Another question is where the freighters will come from. Atlas does not have 20 767 cargo aircraft at the moment, and the ones on its books are committed to DHL, a large customer and joint venture partner in Polar Air Cargo. DHL top management has declared that it has no concerns over the Atlas-Amazon deal.

 

Atlas management has indicated that it has already acquired some of the 767-300s, and is “well along with procuring the remainder.”

 

According to one report, Amazon is not done with securing aircraft. The internet giant is allegedly looking to have as many as 60 freighters at its disposal.

 

767 freighters are in short supply, as freighter leasing firms and operators have been clamouring for the type. The surge in parcel traffic has prompted a run on 767s as well as smaller types, down to 737s. Conversion firms are fully booked to turn retired passenger models into all-cargo configuration.

 

“Try to get your hands on a 767 freighter. There’s not one available today,” said Stan Wraight, executive director of Strategic Aviation Solutions International.

 

Another large question is the ultimate strategic goal of Amazon’s freighter leases. This has been fuelled further by the fact that, as with ATSG, the Atlas agreement includes warrants for Amazon to take an equity position in the carrier and possibly, in the long run, have a voting seat on the board of AAWW.

 

As with ATSG, Amazon has described the latest move in terms of its own distribution needs.

 

“We are excited to welcome a great provider, Atlas Air, to support package delivery to the rapidly-growing number of Prime members who love ultra-fast delivery, great prices and vast selection from Amazon,” said Dave Clark, senior vice president of worldwide operations.

 

The company has highlighted bottlenecks in commercial lift capacity at peak times as a reason for securing dedicated capacity.

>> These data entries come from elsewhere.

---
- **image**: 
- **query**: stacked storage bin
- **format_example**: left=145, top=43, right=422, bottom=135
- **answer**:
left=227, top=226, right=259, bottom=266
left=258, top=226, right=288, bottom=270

In addition, it is seeking to reduce its logistics costs. Last year, it spent US$13.4 billion on this, and the first quarter of this year shows a 33.6% rise in total fulfillment costs. In an earnings call on April 28, Amazon CFO Brian Olsavsky said that Prime subscriptions went up 51% last year.

 

Amazon has denied any aspirations to market its capacity to third parties and compete with the likes of DHL and FedEx. For his part, FedEx boss Fred Smith felt compelled during the integrator’s most recent financial results presentation to dismiss a likely threat from that end, arguing that the costs would be prohibitive for Amazon.

 

Still, doubts linger. Earlier this year some analysts expressed concern over Amazon’s spend on logistics capabilities. The profit that the online retailer tabled for the first quarter probably allayed some fears, but the prospect of a fleet of 40, if not 60, widebody freighters is not filling analysts and investors with happy anticipation.